We can use those groupings to look at agricultural exports of the EU group to the rest of the world.
[6]:
test.t.aggregate(on = "countries")
[6]:
<mrio_toolbox._parts._Part.Part at 0x7f3a065e1230>
[7]:
test.t[["EU","Agriculture"],"ROW"].to_pandas()
[7]:
| countries | ROW | |||
|---|---|---|---|---|
| sectors | Agriculture | Manufacturing | Services | |
| countries | sectors | |||
| Austria | Agriculture | 5 | 36 | 95 |
| Belgium | Agriculture | 84 | 24 | 77 |
| Bulgaria | Agriculture | 58 | 47 | 21 |
| Cyprus | Agriculture | 11 | 86 | 95 |
| Czech Republic | Agriculture | 56 | 52 | 57 |
We can also output a simplified table, where all EU countries are grouped together:
[8]:
test.t.aggregate(on="countries").to_pandas()
[8]:
| countries | EU | ROW | |||||
|---|---|---|---|---|---|---|---|
| sectors | Agriculture | Manufacturing | Services | Agriculture | Manufacturing | Services | |
| countries | sectors | ||||||
| EU | Agriculture | 1142.0 | 1191.0 | 1333.0 | 214.0 | 245.0 | 345.0 |
| Manufacturing | 1340.0 | 1253.0 | 1363.0 | 248.0 | 279.0 | 304.0 | |
| Services | 1140.0 | 1290.0 | 1446.0 | 288.0 | 209.0 | 167.0 | |
| ROW | Agriculture | 235.0 | 251.0 | 267.0 | 12.0 | 40.0 | 97.0 |
| Manufacturing | 267.0 | 275.0 | 271.0 | 77.0 | 15.0 | 63.0 | |
| Services | 220.0 | 321.0 | 300.0 | 34.0 | 35.0 | 62.0 | |
Now, we want to remove intra-sectoral trade. The “extract” method will do the job.
[9]:
extracted = test.t.extraction(dimensions="sectors",domestic_only=True)

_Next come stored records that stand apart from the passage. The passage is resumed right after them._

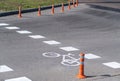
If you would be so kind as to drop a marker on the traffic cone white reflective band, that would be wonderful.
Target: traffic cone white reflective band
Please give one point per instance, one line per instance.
(62, 10)
(80, 74)
(19, 12)
(69, 6)
(39, 11)
(52, 11)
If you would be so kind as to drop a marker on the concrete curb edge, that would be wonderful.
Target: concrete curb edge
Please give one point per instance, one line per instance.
(28, 10)
(104, 7)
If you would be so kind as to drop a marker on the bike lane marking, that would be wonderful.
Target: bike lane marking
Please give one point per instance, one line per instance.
(91, 56)
(19, 79)
(114, 65)
(36, 36)
(4, 68)
(24, 32)
(69, 48)
(12, 28)
(4, 24)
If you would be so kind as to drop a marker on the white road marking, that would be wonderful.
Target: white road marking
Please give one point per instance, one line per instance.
(91, 56)
(36, 36)
(4, 24)
(19, 79)
(4, 68)
(51, 54)
(51, 42)
(24, 32)
(70, 48)
(12, 28)
(114, 65)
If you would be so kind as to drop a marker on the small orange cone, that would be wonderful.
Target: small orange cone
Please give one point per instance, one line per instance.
(62, 9)
(52, 11)
(69, 6)
(39, 11)
(80, 74)
(19, 12)
(73, 3)
(76, 2)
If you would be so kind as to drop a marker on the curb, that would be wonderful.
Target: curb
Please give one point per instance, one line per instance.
(28, 10)
(104, 7)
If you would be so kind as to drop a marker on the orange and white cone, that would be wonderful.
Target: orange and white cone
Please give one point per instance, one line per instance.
(69, 6)
(62, 9)
(76, 2)
(19, 12)
(80, 74)
(52, 11)
(39, 11)
(73, 3)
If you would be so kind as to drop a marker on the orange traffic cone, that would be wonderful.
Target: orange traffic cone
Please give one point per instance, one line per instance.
(76, 2)
(62, 9)
(69, 6)
(19, 12)
(73, 3)
(39, 11)
(52, 11)
(81, 75)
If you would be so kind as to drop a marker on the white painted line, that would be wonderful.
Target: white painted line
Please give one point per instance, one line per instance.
(12, 28)
(19, 79)
(36, 36)
(4, 68)
(114, 65)
(4, 24)
(91, 56)
(24, 32)
(69, 48)
(51, 42)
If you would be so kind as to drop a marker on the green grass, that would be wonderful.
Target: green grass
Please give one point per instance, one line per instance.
(9, 5)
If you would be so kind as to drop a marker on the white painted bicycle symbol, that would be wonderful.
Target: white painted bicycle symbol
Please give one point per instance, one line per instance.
(67, 60)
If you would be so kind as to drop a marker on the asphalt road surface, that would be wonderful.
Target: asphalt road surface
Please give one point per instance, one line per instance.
(36, 48)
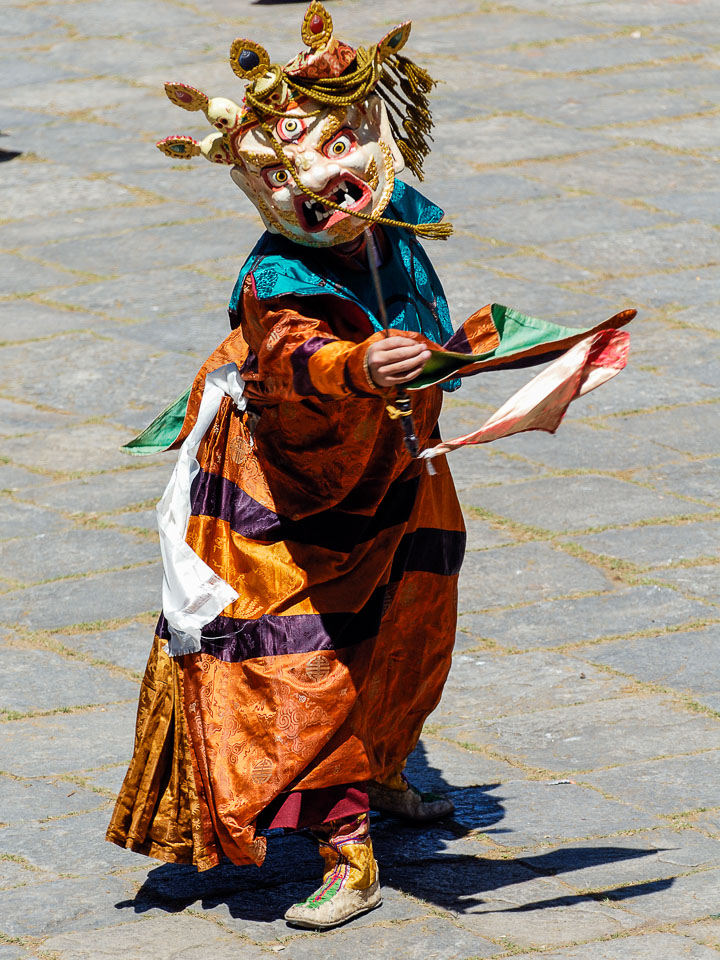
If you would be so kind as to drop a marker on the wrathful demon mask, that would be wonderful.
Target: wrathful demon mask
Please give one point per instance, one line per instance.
(317, 143)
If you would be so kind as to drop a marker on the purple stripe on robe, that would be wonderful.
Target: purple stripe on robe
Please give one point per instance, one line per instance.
(300, 358)
(235, 640)
(458, 343)
(334, 529)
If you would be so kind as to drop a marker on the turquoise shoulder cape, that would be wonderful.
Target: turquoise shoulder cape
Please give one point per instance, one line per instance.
(414, 297)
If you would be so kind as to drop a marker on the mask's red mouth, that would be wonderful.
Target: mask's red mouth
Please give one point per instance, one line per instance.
(346, 190)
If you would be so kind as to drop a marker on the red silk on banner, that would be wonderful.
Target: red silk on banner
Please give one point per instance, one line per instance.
(541, 403)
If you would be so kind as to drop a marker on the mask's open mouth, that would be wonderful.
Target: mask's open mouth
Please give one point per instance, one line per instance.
(346, 191)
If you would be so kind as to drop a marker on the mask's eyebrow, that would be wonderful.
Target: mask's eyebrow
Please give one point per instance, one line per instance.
(260, 158)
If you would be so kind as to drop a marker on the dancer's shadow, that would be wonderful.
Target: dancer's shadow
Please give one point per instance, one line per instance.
(441, 864)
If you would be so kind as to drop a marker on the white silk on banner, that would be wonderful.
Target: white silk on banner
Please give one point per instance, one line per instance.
(193, 594)
(541, 403)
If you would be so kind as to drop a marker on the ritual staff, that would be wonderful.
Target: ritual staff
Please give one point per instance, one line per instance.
(310, 559)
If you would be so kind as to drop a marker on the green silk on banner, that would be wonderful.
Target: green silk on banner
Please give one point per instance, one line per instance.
(163, 431)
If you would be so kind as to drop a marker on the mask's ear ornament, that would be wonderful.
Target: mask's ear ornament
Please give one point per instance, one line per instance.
(317, 26)
(179, 148)
(186, 97)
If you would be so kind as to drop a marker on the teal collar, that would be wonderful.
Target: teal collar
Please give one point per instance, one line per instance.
(414, 297)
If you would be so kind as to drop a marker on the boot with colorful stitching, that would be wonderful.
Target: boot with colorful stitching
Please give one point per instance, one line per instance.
(351, 884)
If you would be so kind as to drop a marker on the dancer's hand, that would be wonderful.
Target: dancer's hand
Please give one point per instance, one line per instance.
(395, 360)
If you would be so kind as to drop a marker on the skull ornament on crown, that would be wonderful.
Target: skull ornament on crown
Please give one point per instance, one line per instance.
(314, 145)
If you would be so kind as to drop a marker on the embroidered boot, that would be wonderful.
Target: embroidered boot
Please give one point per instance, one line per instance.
(351, 884)
(396, 795)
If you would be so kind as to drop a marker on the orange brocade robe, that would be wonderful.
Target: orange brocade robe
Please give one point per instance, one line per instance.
(345, 554)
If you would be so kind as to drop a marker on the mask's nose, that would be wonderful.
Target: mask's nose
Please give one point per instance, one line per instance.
(315, 171)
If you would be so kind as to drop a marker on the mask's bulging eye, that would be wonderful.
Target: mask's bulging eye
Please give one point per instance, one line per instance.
(340, 145)
(279, 177)
(290, 128)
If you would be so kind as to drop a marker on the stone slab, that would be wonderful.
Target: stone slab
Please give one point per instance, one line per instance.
(48, 556)
(418, 940)
(26, 320)
(488, 685)
(24, 683)
(703, 205)
(83, 903)
(686, 898)
(90, 448)
(689, 429)
(593, 735)
(19, 418)
(521, 813)
(479, 467)
(20, 277)
(145, 294)
(110, 780)
(644, 251)
(172, 246)
(482, 535)
(551, 221)
(142, 521)
(13, 479)
(644, 856)
(36, 799)
(668, 786)
(73, 845)
(105, 596)
(645, 946)
(542, 913)
(580, 503)
(12, 875)
(104, 493)
(703, 581)
(657, 545)
(24, 519)
(67, 743)
(706, 317)
(574, 620)
(119, 375)
(127, 646)
(678, 660)
(503, 139)
(579, 446)
(700, 131)
(683, 287)
(445, 767)
(171, 937)
(624, 171)
(579, 55)
(522, 573)
(700, 479)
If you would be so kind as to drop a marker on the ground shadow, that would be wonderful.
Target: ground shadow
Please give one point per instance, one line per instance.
(440, 864)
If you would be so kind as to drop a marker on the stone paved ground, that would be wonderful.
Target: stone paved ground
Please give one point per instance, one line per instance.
(576, 154)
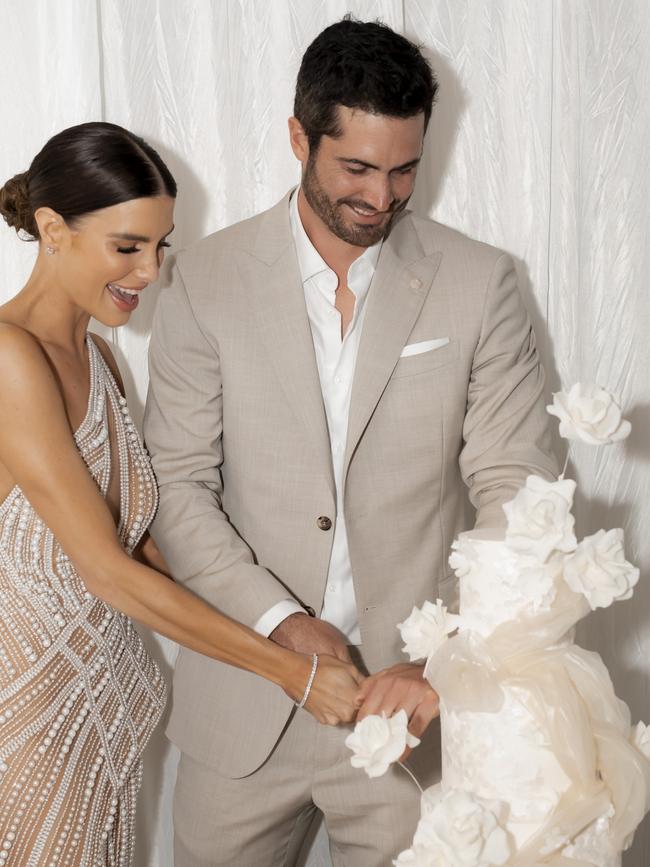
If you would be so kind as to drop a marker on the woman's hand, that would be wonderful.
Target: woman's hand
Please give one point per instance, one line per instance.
(333, 695)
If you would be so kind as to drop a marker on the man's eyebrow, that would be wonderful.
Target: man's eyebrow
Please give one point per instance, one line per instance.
(129, 236)
(365, 165)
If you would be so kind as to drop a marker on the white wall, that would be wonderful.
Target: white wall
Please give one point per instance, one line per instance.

extracted[[("Austria","Belgium"),"all"],[("Austria","Belgium"),"all"]].to_pandas()
[9]:
| countries | Austria | Belgium | |||||
|---|---|---|---|---|---|---|---|
| sectors | Agriculture | Manufacturing | Services | Agriculture | Manufacturing | Services | |
| countries | sectors | ||||||
| Austria | Agriculture | 0 | 4 | 29 | 0 | 14 | 80 |
| Manufacturing | 30 | 0 | 63 | 35 | 0 | 2 | |
| Services | 49 | 60 | 0 | 5 | 60 | 0 | |
| Belgium | Agriculture | 0 | 94 | 94 | 0 | 31 | 11 |
| Manufacturing | 91 | 0 | 83 | 21 | 0 | 86 | |
| Services | 32 | 9 | 0 | 13 | 46 | 0 | |
[10]:
test.groupings
[10]:
{'countries': {'EU': ['Austria',
'Belgium',
'Bulgaria',
'Cyprus',
'Czech Republic'],
'ROW': ['ROW']},
'sectors': {'primary': ['Agriculture'],
'secondary': ['Manufacturing'],
'tertiary': ['Services']}}
In the previous prompt, I added the “all” keyword. This makes sure I select Austria and Belgium on the “countries” axis; and “all” sectors on the “sectors” axis.
Note that the package does not support numpy-like ellipsis (:), nor slice objects.